The NFL combine has come and gone and now we’re left to make sense of what we learned. Who are the risers and fallers? How will the results affect draft positions? And most importantly, does it even matter?
The combine regression trees were helpful to figure out which combine drills matter for wide receivers and running backs, and allowed us to identify the 2016 prospects who “won” the combine at the respective positions. That said, a major piece of what we currently know is missing from the combine regression trees: collegiate production.
I added collegiate production to the wide receiver combine model to see how production and measurables work in conjunction with each other.
This is the result:
I’ll save you some time looking through all the different decision nodes: none relate to the combine measurables. When I put age, combine measurables, and a boatload of different collegiate production stats into the regression tree, none of the combine measurables were seen as significant. This shouldn’t come as a total surprise, the Harvard Sports Analysis Collective found as much in its combine research, and I’ve conducted other research hinting that the combine didn’t matter all that much for wide receivers. But the regression tree gives us another angle to look at the question, and an easily interpreted tree to make sense of.
The first and most important split of the tree is at 29 percent of career market share of receiving yards, meaning that share is more important than raw numbers, and the arc of a prospect’s career is more important than only his final-year results.
However, the final year does matter. All the other splits relate to only final-year statistics, with the market share of receiving yards in the season of 42 percent or greater leading to the most successful node. There are 33 receivers who have accomplished this in the data set, including all-time-greats, like Calvin Johnson and Larry Fitzgerald; younger studs like Allen Robinson and Amari Cooper; plus RotoViz favorites who never panned out,1 like Marvin McNutt and Kenny Britt.2
In additional to high market shares of receiving yards, the model also prefers receivers who can stretch the field; at least that’s how I interpret its all-else-being-equal approval of receivers who average higher yards per reception, or have lower reception totals.
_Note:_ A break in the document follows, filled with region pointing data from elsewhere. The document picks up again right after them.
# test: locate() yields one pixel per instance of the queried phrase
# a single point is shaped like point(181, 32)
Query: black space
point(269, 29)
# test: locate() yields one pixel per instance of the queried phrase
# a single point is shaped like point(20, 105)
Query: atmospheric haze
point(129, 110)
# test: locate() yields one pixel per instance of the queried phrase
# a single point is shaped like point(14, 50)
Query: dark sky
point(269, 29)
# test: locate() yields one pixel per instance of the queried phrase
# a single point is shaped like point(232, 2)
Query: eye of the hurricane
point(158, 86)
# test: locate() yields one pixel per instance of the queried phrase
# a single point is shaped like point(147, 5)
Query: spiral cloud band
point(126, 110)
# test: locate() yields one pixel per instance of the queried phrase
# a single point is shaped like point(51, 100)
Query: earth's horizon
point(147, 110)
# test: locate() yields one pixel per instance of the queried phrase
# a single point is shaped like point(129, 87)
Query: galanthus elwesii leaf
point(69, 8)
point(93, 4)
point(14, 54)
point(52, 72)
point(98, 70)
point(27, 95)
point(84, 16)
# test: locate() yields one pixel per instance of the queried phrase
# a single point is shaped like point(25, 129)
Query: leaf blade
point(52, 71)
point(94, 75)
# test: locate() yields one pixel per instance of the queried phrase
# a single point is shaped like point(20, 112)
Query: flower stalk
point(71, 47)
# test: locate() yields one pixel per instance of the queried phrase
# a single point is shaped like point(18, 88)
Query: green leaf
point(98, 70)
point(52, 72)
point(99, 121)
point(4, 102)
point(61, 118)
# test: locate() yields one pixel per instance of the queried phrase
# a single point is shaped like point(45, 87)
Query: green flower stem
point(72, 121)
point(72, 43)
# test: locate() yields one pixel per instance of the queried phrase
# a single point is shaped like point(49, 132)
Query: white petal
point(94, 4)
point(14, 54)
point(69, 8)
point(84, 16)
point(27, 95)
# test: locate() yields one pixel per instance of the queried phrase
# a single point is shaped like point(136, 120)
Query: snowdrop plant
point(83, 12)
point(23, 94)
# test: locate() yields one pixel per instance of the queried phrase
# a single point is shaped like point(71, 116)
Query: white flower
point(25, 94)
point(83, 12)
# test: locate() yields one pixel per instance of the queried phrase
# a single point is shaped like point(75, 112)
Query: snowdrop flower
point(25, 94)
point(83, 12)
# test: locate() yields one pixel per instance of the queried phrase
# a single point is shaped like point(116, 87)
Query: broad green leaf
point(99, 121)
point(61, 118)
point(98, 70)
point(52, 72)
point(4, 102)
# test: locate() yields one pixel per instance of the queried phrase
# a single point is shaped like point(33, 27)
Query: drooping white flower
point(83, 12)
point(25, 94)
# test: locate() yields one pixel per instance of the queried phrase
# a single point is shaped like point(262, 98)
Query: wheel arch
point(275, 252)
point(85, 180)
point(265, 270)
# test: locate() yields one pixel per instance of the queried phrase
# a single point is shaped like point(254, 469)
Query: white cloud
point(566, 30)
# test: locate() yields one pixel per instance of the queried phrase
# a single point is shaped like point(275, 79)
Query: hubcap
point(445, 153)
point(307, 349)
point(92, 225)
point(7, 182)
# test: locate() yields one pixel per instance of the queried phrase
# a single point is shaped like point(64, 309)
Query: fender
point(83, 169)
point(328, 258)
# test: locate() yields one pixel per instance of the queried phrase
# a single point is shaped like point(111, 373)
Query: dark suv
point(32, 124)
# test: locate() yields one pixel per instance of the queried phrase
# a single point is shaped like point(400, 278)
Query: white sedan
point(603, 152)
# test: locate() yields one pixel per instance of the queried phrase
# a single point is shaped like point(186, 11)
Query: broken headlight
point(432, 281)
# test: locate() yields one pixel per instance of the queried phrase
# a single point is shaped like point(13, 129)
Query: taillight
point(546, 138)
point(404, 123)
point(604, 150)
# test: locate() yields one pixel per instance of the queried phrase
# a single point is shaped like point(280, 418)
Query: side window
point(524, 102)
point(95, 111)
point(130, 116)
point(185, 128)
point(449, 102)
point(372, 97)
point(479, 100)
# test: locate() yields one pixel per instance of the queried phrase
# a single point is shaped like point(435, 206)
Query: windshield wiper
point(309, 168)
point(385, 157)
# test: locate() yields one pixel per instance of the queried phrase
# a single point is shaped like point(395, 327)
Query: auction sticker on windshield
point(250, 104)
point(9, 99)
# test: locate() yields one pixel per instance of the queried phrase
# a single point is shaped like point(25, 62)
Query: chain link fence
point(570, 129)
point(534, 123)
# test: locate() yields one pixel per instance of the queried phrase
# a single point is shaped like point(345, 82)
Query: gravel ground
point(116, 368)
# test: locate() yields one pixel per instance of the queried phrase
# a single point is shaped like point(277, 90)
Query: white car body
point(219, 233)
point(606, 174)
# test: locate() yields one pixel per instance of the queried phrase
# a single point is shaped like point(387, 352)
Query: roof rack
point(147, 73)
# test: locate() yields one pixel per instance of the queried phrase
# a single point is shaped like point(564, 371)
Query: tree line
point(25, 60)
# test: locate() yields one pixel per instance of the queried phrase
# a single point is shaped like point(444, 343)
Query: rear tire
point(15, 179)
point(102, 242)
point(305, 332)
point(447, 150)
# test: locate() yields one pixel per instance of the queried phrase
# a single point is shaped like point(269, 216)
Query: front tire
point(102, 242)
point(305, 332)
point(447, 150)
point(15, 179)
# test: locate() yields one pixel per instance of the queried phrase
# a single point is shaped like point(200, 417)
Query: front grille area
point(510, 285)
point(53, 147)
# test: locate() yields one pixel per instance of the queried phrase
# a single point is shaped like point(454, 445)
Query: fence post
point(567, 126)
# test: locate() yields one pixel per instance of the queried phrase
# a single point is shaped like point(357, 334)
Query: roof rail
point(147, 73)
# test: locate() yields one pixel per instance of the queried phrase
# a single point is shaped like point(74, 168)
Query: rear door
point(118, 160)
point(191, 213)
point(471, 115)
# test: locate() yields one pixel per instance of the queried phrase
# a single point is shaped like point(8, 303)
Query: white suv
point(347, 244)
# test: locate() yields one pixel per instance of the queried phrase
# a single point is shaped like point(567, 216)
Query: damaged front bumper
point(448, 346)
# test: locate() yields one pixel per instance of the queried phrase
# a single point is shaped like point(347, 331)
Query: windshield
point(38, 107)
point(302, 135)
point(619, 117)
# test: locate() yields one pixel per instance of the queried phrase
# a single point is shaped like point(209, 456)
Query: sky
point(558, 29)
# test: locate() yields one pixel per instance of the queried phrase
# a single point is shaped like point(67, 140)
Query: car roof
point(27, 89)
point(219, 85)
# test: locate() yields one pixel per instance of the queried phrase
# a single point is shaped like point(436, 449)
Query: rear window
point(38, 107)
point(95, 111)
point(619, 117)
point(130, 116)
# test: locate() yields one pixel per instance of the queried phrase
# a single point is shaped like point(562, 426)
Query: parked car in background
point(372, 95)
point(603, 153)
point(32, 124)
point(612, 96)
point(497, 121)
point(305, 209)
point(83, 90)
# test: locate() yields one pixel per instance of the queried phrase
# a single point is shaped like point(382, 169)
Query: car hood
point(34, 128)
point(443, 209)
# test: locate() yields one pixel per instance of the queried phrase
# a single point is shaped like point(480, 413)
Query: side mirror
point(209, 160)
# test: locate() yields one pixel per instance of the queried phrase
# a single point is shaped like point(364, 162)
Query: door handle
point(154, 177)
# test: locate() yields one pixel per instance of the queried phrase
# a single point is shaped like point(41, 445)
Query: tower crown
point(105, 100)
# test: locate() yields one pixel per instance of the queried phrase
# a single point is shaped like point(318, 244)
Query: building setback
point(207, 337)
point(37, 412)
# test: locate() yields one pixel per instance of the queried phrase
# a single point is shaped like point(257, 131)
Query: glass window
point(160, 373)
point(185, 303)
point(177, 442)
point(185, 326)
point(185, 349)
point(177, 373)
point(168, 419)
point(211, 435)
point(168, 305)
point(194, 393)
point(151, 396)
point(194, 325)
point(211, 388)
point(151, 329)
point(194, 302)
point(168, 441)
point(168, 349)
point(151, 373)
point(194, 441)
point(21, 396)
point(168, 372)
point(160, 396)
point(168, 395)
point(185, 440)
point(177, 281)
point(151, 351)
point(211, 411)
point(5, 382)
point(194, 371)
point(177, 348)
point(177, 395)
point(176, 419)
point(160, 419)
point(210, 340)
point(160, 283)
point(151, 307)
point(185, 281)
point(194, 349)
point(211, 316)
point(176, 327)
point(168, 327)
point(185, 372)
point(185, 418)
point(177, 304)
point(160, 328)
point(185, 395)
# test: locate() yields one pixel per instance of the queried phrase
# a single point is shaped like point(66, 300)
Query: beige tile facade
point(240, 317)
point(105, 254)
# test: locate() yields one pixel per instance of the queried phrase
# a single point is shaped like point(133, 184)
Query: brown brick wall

Age also makes it onto the tree, but not for the higher market share branches. If someone hasn’t been a dominant from a market share perspective, but meets the threshold of at least 933 receiving yards his final year, the model gives a higher success rate if he is 21 years old or younger. Age does matter, just perhaps not as much for those with gaudy production.
The power of the regression tree analysis isn’t just it’s ability to find what’s important, but also to identify what isn’t. As draft boards are reshuffled post-combine, a profitable approach should be to generally fade wide receiver prospects who rise, and buy those who are falling.